One such major attack occurred because a vendor had legitimate access to the retailer’s network for billing and invoicing. That company’s vulnerability ultimately became the retailer’s.
It is not sufficient to have a contract requiring partners to secure things on their end, it is crucial to also test partners’ security in addition to your own.
4) Always keep an eye on the back door
One of the most common network breaches occurs with default passwords or hardware configurations, frequently at the POS terminal.
To counter this, every single POS terminal must have its defaults removed. If they are rebooted or reset, the defaults may have to be removed again. The same applies to every wireless router and connection.
Furthermore, since attacks are happening higher up the chain, the entire supply chain has to be validated to prevent malware insertion. Insist that your vendors do the same.
5) Know your vendors
This includes not just your organisation’s hardware and software suppliers, but also your organisation’s lawyers and accountants, HR and recruiters, architects and engineers, consultants and third parties, cloud providers, business and technology service providers and consultants.
Any of them can introduce vulnerabilities into your network. So ensure that they are trained and that they agree to your policies and data procedures.
Next, work the way up their supply chains, since their vendors can introduce vulnerabilities into your network as well.
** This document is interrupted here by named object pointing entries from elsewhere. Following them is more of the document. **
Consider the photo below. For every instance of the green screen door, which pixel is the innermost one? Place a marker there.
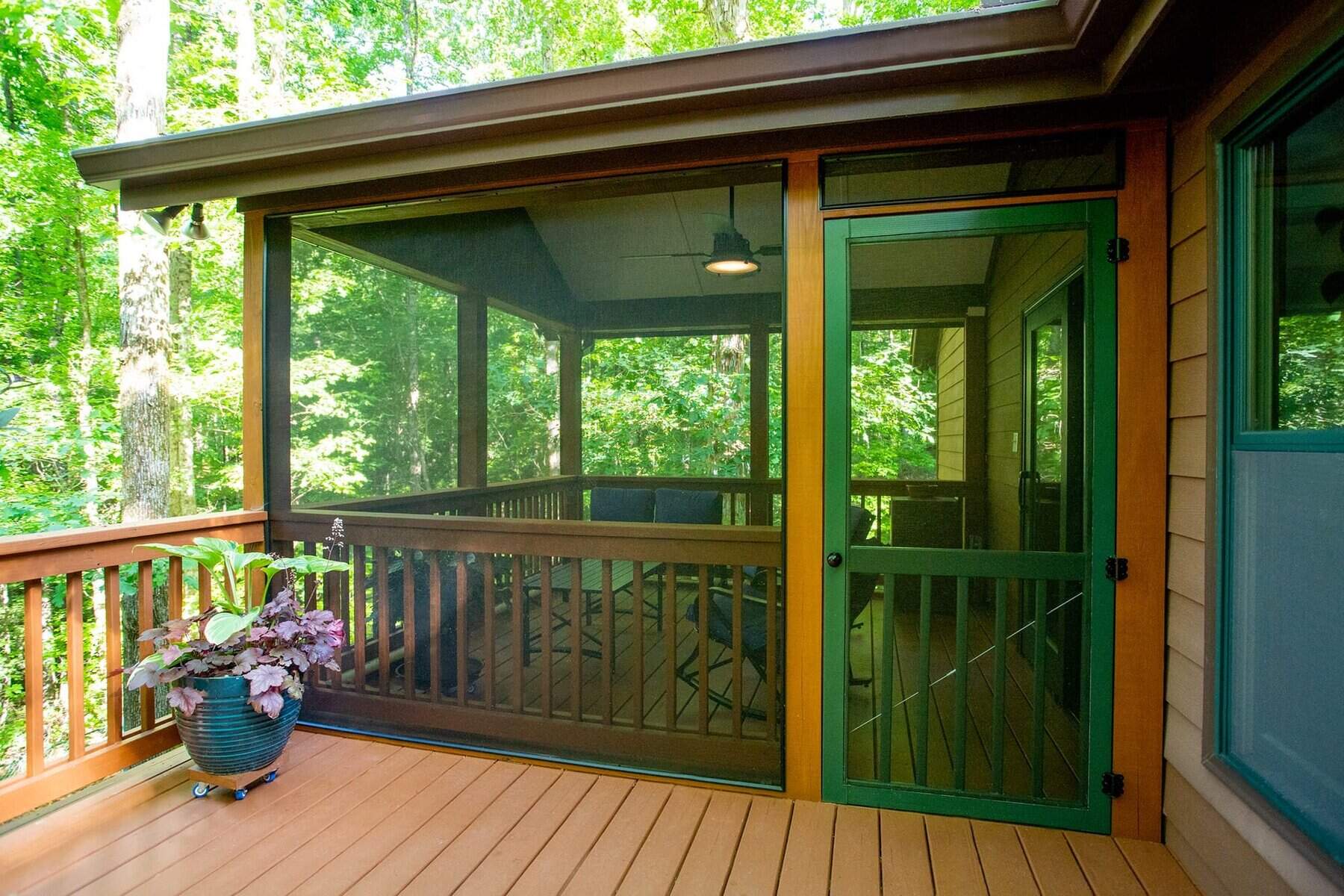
(971, 479)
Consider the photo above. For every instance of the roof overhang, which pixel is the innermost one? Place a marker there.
(1028, 53)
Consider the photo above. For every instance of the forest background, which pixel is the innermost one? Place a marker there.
(120, 349)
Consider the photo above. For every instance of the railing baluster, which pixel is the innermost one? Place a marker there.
(638, 642)
(959, 743)
(436, 629)
(203, 585)
(703, 635)
(175, 588)
(1038, 695)
(1001, 682)
(517, 625)
(409, 622)
(359, 628)
(544, 629)
(146, 593)
(309, 581)
(460, 625)
(772, 682)
(608, 648)
(112, 597)
(488, 628)
(74, 662)
(670, 641)
(922, 682)
(382, 621)
(737, 652)
(33, 676)
(889, 656)
(577, 637)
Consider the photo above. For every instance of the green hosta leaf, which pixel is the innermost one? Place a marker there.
(311, 566)
(223, 626)
(196, 553)
(220, 546)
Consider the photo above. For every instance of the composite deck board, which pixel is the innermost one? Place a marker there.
(354, 815)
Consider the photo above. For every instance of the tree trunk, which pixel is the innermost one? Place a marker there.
(276, 87)
(181, 485)
(245, 60)
(81, 373)
(420, 481)
(727, 20)
(143, 276)
(410, 42)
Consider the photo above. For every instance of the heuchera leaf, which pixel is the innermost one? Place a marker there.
(269, 702)
(184, 700)
(264, 679)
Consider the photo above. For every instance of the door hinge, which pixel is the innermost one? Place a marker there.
(1117, 568)
(1117, 250)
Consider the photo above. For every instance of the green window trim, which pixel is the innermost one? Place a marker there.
(1239, 385)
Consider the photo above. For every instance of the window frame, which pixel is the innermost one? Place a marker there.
(1236, 136)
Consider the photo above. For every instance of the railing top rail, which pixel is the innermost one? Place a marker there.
(45, 554)
(445, 494)
(734, 544)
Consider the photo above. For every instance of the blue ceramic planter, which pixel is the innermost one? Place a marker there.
(225, 735)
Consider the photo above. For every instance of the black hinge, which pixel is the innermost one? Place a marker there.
(1117, 250)
(1117, 568)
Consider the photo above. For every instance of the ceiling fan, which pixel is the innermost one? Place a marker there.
(732, 254)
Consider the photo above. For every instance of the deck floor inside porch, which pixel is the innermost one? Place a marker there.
(351, 815)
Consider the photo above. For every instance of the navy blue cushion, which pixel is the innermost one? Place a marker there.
(685, 505)
(621, 505)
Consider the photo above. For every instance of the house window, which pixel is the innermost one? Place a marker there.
(1281, 603)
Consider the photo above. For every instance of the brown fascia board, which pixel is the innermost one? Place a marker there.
(1021, 40)
(537, 146)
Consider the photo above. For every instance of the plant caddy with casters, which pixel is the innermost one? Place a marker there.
(235, 675)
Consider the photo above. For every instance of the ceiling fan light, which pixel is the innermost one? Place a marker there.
(729, 265)
(732, 255)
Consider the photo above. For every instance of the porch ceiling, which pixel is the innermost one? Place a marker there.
(1027, 53)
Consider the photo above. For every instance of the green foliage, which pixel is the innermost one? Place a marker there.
(1310, 368)
(352, 379)
(894, 408)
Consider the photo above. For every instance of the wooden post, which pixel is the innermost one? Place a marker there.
(571, 418)
(1142, 485)
(255, 249)
(472, 359)
(803, 488)
(759, 500)
(974, 449)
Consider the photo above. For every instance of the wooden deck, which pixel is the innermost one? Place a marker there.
(351, 815)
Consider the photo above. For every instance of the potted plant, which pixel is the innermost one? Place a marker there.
(235, 675)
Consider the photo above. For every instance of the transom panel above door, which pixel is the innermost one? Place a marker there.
(971, 481)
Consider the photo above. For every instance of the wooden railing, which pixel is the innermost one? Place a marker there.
(470, 630)
(562, 497)
(85, 570)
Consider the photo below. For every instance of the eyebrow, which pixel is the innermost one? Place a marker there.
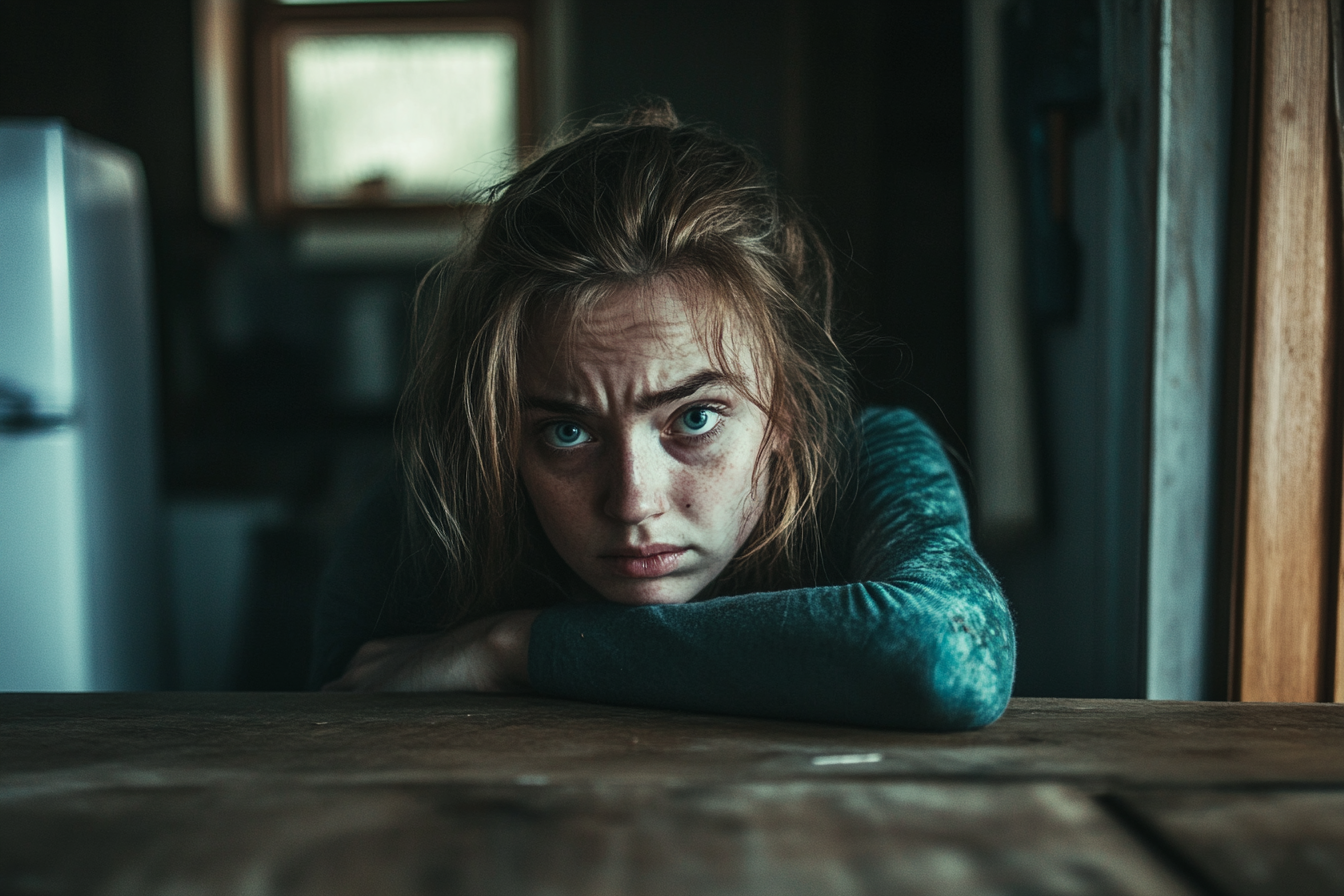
(686, 388)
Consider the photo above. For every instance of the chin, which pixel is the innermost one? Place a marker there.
(648, 593)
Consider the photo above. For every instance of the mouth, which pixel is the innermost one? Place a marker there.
(645, 562)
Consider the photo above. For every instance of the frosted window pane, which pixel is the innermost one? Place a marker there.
(403, 117)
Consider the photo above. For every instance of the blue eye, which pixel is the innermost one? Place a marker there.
(565, 434)
(698, 421)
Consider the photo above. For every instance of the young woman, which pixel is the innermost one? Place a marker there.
(633, 473)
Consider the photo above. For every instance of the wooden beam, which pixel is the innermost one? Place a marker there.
(1284, 644)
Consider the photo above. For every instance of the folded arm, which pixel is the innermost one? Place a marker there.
(919, 637)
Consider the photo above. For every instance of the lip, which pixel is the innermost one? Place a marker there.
(645, 560)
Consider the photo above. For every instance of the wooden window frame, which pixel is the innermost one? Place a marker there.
(1284, 375)
(276, 26)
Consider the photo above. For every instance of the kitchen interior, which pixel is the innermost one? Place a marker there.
(282, 254)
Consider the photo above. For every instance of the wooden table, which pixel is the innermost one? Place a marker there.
(182, 793)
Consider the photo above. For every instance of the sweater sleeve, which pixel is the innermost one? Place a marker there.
(918, 636)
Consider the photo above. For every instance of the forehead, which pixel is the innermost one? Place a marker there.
(660, 324)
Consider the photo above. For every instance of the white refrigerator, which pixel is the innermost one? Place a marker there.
(79, 531)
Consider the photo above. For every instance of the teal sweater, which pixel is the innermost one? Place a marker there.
(907, 630)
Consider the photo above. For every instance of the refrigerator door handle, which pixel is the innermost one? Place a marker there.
(18, 411)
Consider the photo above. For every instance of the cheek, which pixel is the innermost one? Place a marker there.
(558, 500)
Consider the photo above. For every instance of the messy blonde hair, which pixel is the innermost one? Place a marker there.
(622, 203)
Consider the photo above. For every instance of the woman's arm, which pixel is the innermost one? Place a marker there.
(921, 637)
(484, 656)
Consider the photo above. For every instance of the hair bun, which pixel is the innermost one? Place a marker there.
(652, 112)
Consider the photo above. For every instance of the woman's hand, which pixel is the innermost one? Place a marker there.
(487, 654)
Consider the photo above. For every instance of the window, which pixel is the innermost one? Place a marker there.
(390, 105)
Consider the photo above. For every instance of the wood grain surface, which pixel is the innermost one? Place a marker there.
(235, 793)
(768, 838)
(1254, 842)
(1288, 531)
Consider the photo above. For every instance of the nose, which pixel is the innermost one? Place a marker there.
(637, 482)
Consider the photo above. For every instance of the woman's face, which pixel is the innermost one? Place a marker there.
(637, 453)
6) Prepare an IoT strategy
IDC predicts that this year will be the year when the Internet of Things (IoT) will move beyond the hype in Asia Pacific.
Once the IoT is fully realised, there will be exponentially more data exposure, vulnerable handlers and open doors by way of all the new connected devices.
A pre-emptive strategy is essential. Make these IP-aware (Internet Protocol) and addressable devices work for, instead of against, your organisation.
7) Learn to say ‘yes’
When confronted with new technology and its associated liability, too many companies are too quick to say ‘no.’ The lawyers, the regulators, the CIO (chief information officer) and IT directors all say ‘no’: No USB. No WiFi. No cloud. No IoT. No RFID (radio-frequency identification). No iPay.
That’s the wrong answer. Prohibiting useful technology will only encourage people to move to simpler, often less-secure workarounds.
So at least say ‘maybe.’ ‘Yes’ is better, then secure whatever is deemed useful instead of fearing it.
8) Make this a ‘chief executive’ concern
Preventing digital theft is not a security issue, nor is it a technology, legal or compliance issue. In fact, it is a company-wide concern, fundamental to the very core of retail.
Security is not something to just bolt on; it is integral to every single business decision.
Thus, security is a CEO (chief executive officer) and board of directors issue. It enables and empowers every aspect of the company.
With so much at stake, it deserves a seat at the big boy table – as well as a big boy budget and the ear of the CEO.
Sandy Gopalan is vice president of Consulting at Cognizant Technology Solutions.